Data: 2011.11.13 | Categoria: Companheiros de Aprendizagem, Espaço-tempo, Ofício de Aprender | Comentário: 0
H – ” O ato de aprender sob o ângulo da durabilidade!
TC – “Ignoramos que nosso cérebro é plural e que ele faz a gestão de várias temporalidades: a da sobrevivência, a da relação afetiva, a da busca do sentido.”
H – “o vivente decide na e pelas transições…”

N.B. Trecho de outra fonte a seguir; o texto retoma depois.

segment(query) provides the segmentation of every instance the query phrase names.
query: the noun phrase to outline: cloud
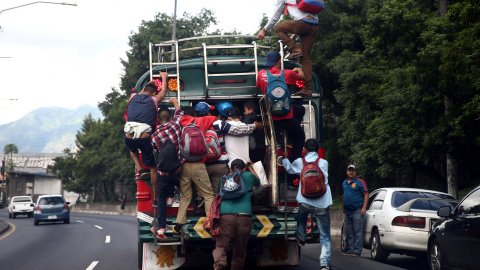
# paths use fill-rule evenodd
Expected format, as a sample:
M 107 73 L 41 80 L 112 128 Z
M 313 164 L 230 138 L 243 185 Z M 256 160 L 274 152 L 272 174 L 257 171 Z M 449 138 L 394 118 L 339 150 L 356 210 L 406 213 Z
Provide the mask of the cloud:
M 32 1 L 33 2 L 33 1 Z M 34 4 L 0 15 L 0 124 L 39 107 L 97 105 L 118 88 L 128 37 L 174 0 L 73 0 L 78 6 Z M 1 1 L 0 10 L 29 3 Z M 233 3 L 233 4 L 232 4 Z M 254 34 L 276 0 L 178 0 L 177 16 L 214 11 L 216 28 Z M 18 99 L 11 101 L 10 99 Z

TC – “nas transições é que descobrimos as propriedades emergenciais do novo estado de ser…já dizia ela, a Meireles…”também é ser deixar de ser assim….” Como vamos levar esta proposta dela para educação sem experimenta-la em nossa própria vivencia?
M – é preciso ter coragem para fazer as necessárias paradas, pausas, intervalos… é o devenir de que ela fala…”o presente se encontra na junção do realizado e do ainda não realizado”.

TC – Esta foi a minha maior descoberta neste trecho: o presente se encontra na junção do realizado e do ainda não realizado.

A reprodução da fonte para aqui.